Uma menção super honrosa deve ser oferecida ao veterano ator, Norman
Llloyd (como Carl Billings, o terrível magnata, dono da emissora). Norman, além
de ter tido uma carreira enorme e ter falecido com incríveis 104 anos de idade
(em 2014), ostentou um currículo artístico espetacular, a contar com inúmeros filmes
importantes, entre eles, “Saboteur” e “Spellbound”, duas obras assinadas pelo
mestre do suspense, Alfred Hitchcock. Em “Saboteur”, ele interpretou o
personagem, “Fry”, o sabotador em questão, membro de uma organização secreta em
prol do nazismo e a cena em que é desmascarado nesta obra e morre em seguida,
tornou-se épica na história do cinema, ao despencar, literalmente, do alto da
estátua da Liberdade, em Nova York.
A recepção da
crítica ao filme “FM”, à época, foi bem ruim. Alguns críticos melindraram-se, ao
negar que os seus colegas radialistas sofressem tal tipo de pressão por parte
dos executivos das emissoras, certamente ao afirmar por conseguinte, que a
imprensa escrita também não sofresse com linhas editoriais pautadas pela
política e interesses a ser defendidos pelos respectivos proprietários de
órgãos de comunicação, ou seja, um autêntico recibo de culpabilidade.

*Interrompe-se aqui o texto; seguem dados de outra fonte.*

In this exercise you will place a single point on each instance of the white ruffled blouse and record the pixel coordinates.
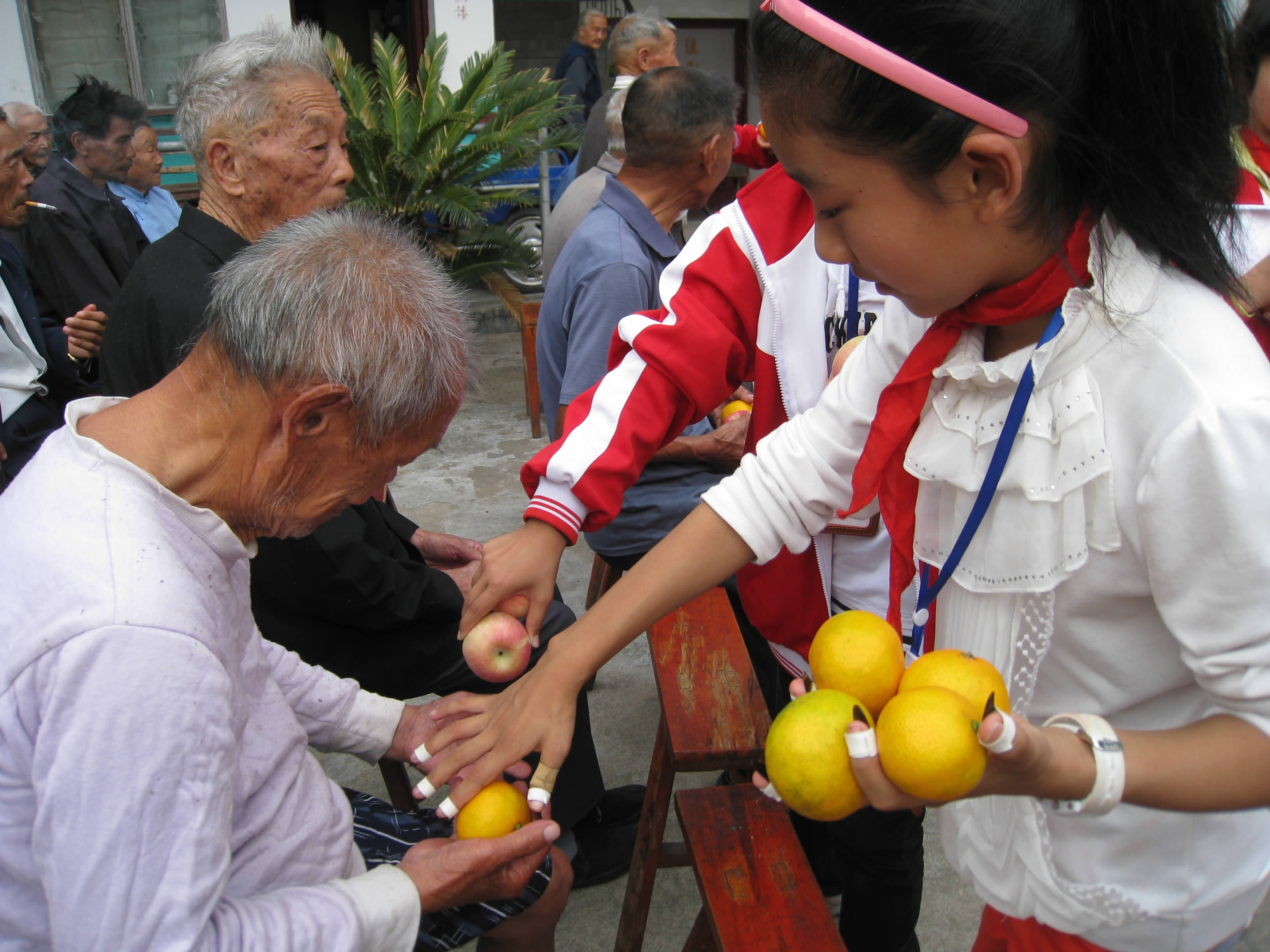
(1123, 569)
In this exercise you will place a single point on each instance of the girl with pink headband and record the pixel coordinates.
(1065, 426)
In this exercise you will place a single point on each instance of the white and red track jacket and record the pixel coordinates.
(747, 300)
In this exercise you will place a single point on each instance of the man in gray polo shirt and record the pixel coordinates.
(679, 126)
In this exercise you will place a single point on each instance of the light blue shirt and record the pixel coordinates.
(157, 211)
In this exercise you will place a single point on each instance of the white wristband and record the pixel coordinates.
(1108, 765)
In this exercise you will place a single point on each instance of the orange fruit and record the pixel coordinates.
(859, 654)
(928, 744)
(807, 756)
(973, 678)
(496, 812)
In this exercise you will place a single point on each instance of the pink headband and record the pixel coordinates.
(895, 68)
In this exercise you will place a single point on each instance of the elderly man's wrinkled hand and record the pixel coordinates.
(451, 873)
(723, 448)
(417, 728)
(84, 332)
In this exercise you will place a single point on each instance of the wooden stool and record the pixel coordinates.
(757, 890)
(530, 362)
(713, 719)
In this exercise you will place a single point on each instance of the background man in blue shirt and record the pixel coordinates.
(578, 66)
(154, 207)
(679, 146)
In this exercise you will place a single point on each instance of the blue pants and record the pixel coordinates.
(385, 835)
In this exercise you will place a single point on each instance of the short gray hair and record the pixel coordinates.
(16, 111)
(639, 30)
(614, 122)
(346, 298)
(228, 84)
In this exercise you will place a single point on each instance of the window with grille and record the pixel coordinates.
(133, 45)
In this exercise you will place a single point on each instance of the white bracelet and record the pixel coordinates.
(1108, 765)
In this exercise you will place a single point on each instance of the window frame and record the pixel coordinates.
(131, 50)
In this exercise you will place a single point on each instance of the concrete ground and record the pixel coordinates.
(470, 486)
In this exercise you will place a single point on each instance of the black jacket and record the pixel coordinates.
(83, 253)
(356, 598)
(595, 139)
(160, 309)
(63, 376)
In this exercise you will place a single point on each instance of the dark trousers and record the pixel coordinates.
(23, 433)
(874, 859)
(581, 785)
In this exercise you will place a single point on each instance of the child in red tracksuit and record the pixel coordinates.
(747, 300)
(1058, 412)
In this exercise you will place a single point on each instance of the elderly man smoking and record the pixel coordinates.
(154, 775)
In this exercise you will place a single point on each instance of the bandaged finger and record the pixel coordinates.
(542, 785)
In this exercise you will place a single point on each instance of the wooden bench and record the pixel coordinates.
(713, 719)
(757, 890)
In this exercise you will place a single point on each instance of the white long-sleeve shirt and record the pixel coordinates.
(155, 784)
(1123, 569)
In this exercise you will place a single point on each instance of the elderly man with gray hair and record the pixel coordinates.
(155, 779)
(639, 44)
(266, 129)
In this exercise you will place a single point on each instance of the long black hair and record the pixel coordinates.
(1131, 101)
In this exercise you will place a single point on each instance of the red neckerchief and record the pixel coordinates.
(1250, 189)
(1259, 150)
(881, 471)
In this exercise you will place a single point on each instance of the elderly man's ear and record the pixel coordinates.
(225, 164)
(322, 410)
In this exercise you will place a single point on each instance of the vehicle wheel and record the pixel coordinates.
(528, 222)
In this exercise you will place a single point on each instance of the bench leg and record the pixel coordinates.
(398, 782)
(700, 940)
(648, 845)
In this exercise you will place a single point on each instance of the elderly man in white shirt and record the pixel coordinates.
(155, 779)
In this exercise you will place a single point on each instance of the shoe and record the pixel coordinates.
(732, 779)
(617, 808)
(604, 854)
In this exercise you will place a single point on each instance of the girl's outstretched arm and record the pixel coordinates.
(537, 712)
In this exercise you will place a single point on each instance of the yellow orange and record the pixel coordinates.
(859, 654)
(496, 812)
(973, 678)
(807, 756)
(928, 744)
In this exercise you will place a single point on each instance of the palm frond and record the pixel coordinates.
(425, 154)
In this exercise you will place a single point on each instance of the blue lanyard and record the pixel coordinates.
(853, 306)
(926, 592)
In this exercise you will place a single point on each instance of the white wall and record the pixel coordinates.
(726, 9)
(247, 16)
(14, 75)
(468, 24)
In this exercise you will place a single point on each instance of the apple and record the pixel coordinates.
(498, 648)
(516, 606)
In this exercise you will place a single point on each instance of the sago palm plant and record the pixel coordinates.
(426, 154)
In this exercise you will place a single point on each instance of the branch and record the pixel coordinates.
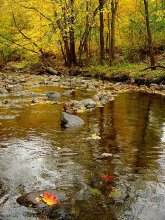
(12, 41)
(35, 9)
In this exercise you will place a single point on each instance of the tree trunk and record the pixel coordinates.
(72, 38)
(101, 5)
(114, 6)
(149, 36)
(86, 48)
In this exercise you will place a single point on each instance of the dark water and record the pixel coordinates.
(36, 154)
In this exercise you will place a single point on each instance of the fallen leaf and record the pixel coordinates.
(49, 198)
(96, 192)
(37, 199)
(107, 177)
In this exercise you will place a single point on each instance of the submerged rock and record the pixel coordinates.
(68, 120)
(53, 95)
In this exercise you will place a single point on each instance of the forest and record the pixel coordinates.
(113, 32)
(82, 109)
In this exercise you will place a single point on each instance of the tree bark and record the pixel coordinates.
(114, 6)
(86, 48)
(101, 6)
(149, 36)
(72, 37)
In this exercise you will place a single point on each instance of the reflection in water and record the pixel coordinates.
(36, 154)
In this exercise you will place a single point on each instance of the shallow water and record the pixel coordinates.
(37, 154)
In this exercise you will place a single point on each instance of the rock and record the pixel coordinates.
(68, 120)
(53, 95)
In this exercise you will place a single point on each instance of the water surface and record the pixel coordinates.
(37, 154)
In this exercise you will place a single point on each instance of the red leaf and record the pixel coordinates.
(50, 198)
(107, 177)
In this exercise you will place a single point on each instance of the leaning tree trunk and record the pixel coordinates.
(149, 36)
(72, 37)
(86, 47)
(101, 4)
(114, 6)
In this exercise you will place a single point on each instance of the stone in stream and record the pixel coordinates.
(68, 120)
(87, 103)
(53, 95)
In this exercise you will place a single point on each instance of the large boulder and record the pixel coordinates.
(68, 120)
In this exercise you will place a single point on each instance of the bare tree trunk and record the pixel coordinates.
(86, 48)
(109, 32)
(101, 6)
(72, 38)
(114, 6)
(150, 42)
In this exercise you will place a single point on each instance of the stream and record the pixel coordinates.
(36, 153)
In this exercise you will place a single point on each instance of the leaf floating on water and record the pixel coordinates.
(50, 198)
(107, 177)
(94, 137)
(96, 192)
(37, 199)
(115, 194)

Outros, ironizaram a quixotesca posição assumida por
alguns personagens locutores da emissora retratada. Uma jornalista chegou a escrever
em sua resenha : -“certo, pelo direito de tocar livremente o som "libertário" de Olivia
Newton John”... isto é, uma ironia bem exagerada e munida por um desdém sob via
dupla, visto que sim, Olivia fora uma artista incensada na ocasião (final de
anos setenta em diante), e claramente a revelar-se descartável por sua obra
musical insípida, mas neste caso, a jornalista quis usá-la para debochar do
mote do filme e a desrespeitou por extensão.
Sob a produção
de Randy Holston e escrito por Ezra Sacks, o filme teve um profissional da indústria
fonográfica, como assessor para dar embasamento ao roteiro, na figura de Irving
Azoff, que ao notar o rumo que as filmagens tiveram, arrependeu-se de sua
colaboração e pediu para o seu nome ser retirado dos créditos, por temer uma possível
retaliação via processo judicial, visto que poderia ficar nítida a semelhança
da história com a vida real de algum radialista, isso sem contar que uma série
de TV montada no mesmo molde (“MKRP”), também poderia sentir-se prejudicada com
a existência do filme etc. e tal.
Com direção
de John A. Alonzo, “FM” foi lançado em abril de 1978 e teve uma recepção morna
do público. Infelizmente a obra caiu no esquecimento rapidamente por parte das
pessoas em geral, talvez influenciadas pelas críticas negativas que foram
publicadas. Está disponível em versão DVD, e passou timidamente pelos canais de
TV a cabo e encontra-se no YouTube, à disposição para a audiência.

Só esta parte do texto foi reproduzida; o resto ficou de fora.